Güncelleme Tarihi:
bu cümle mazide kalmayı tercih etmiş ve beni bu durumdan haberdar etmemiş meğerse
ben belirli periyotlarla uygun bir durum bulup bunu göğsümü gere gere söylerdim hep oysa
son cümlemin “-di’li”geçmiş zamanla bitmesinden de anlayacağınız üzere bundan sonra o cümleyi telaffuz edemeyeceğim hatta değil telaffuz etmek içindeki kelimeleri dahi birbirine belirli bir mesafeden sonra yaklaştıramayacağım
elime geçen ne kadar ıvır zıvır varsa büyük bir keyifle çöpe basardım ben önceleri
bir tepsim varsa ikincisini çöpe basmak “naftalinli anne öğüdü” misali kulağımda küpe,elimde dermandı bir zamanlar
ta ki yeni bir eve taşınmaya karar verinceye kadar evimde fazlalık olarak tabir edilecek hiçbir şey olmadığını sanıyordum ama…

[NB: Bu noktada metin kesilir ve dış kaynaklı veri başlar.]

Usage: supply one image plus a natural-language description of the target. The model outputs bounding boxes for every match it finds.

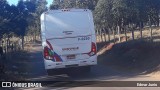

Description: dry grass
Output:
[97,28,160,43]
[98,40,160,74]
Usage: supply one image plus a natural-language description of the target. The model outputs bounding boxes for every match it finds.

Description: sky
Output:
[7,0,53,6]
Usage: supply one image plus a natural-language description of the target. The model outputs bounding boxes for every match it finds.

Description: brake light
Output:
[88,42,97,56]
[43,47,53,60]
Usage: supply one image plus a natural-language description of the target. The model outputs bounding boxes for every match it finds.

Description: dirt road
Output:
[16,44,160,90]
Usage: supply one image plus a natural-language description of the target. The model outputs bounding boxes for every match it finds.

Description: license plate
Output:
[67,55,76,60]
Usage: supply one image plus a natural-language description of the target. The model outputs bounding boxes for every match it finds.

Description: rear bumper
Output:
[44,55,97,69]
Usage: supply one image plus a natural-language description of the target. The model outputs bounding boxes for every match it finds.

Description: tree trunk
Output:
[102,28,107,42]
[139,22,143,39]
[118,25,121,42]
[131,28,134,40]
[108,29,111,42]
[113,28,116,44]
[100,29,103,42]
[124,27,128,41]
[22,36,24,50]
[149,17,153,41]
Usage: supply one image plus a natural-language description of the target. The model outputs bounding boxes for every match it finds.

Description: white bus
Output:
[41,9,97,74]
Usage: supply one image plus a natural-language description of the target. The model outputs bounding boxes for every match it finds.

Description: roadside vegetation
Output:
[0,0,160,80]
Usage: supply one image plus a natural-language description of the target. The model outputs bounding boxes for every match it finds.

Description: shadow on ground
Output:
[98,37,160,74]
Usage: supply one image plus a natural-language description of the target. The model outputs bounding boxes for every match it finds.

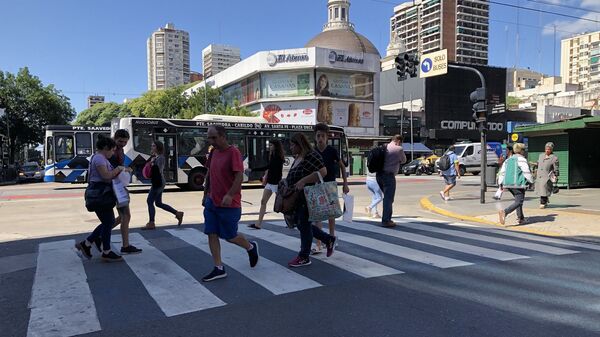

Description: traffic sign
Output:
[419,49,448,78]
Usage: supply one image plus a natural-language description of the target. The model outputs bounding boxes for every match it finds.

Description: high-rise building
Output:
[88,95,104,109]
[148,23,190,90]
[390,0,489,65]
[202,44,242,78]
[560,31,600,89]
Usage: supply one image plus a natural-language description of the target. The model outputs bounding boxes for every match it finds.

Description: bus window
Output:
[75,132,92,157]
[46,137,54,165]
[55,135,75,162]
[133,127,154,154]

neyse yeni bir ev tuttuk biz(ben ve eşim)
yakındır taşınacağız
yakındır diyorum çünkü -biraz daha geç kalsak altında kalacağımız- o çöp yığınının içinden çıkamıyorum bir türlü
çöpe gidip gelmeyeli uzun zaman olmuş ki unutmuşum tüm bildiklerimi elim gitmez olmuş atılması gerekenlere bir “kıyamama” tutuculuğu yapışmış alışkanlıklarıma
şık parfüm şişelerinden tutunda dondurma kutularına varıncaya dek,promosyon bardaklarından tutunda bitmeye yüz tutmuş rujlara kadar aklınıza gelebilecek ne kadar işe yaramaz ve yaraması imkansız şey varsa baş köşede öyle unutulmuşlar
ya da unutulmak istenmişler
içimi yakan da bu ikinci durum zaten
gelelim bütün bunlardan dolayı yaşadığım utanca
ben ve bütün bu atmaya kıyamadıklarım evin orta yerinde “ayrılsak mı ayrılmasak mı?ya günün birinde birbirimize ihtiyacımız olursa”diye düşünüp dururken kapı çaldı
iki tane pir-ü pak ve şıpşık bayancağız
“sanırım evi boşaltıyormuşsunuz,sakıncası yoksa dolaşabilir miyiz?”
demez mi?
Ben “hayır” demeyi bilmem ki!
Ama evet de diyemedim uzun bir süre
Aklım kirli çamaşır dolu banyoya,akşamdan kalma oturma odasına ve aynı odadaki “ıvır zıvır”ailesine,yatak odalarındaki pijama yığınlarına,çıkarılıp bir kenara atılmış terliklere,toplanmamış kahvaltı sofrasına uçup gidiverdi işte
Aklım olmadan evet demeyi bilemedi dilim
O dönünce ar perdemi beraberce parçaladık ve içeri davet ettik kadıncağızları
O tiksinti ifadesini unutmak istiyorum
O ıvır zıvırla gözgöze geldiklerindeki şaşkınlığı da tabi
Ve dünyanın küçük olmadığına inanmak istiyorum
Evi beğenmediler
Aslında ev fena değildi ama…
Dilerim ev sahibimizin kulağına gitmez bu durum
Daha da kötüsü ev bu haldeyken ben fönlü saçlarla,o biçim bir makyajla yani cillop gibiyken o malum evi gezdiriyordum kadınlara
Ne düşünüyorlardır acaba hakkımda?
Durumu kurtarmış mıdır benim görüntüm yoksa o çöp evin dibine batırmıştır?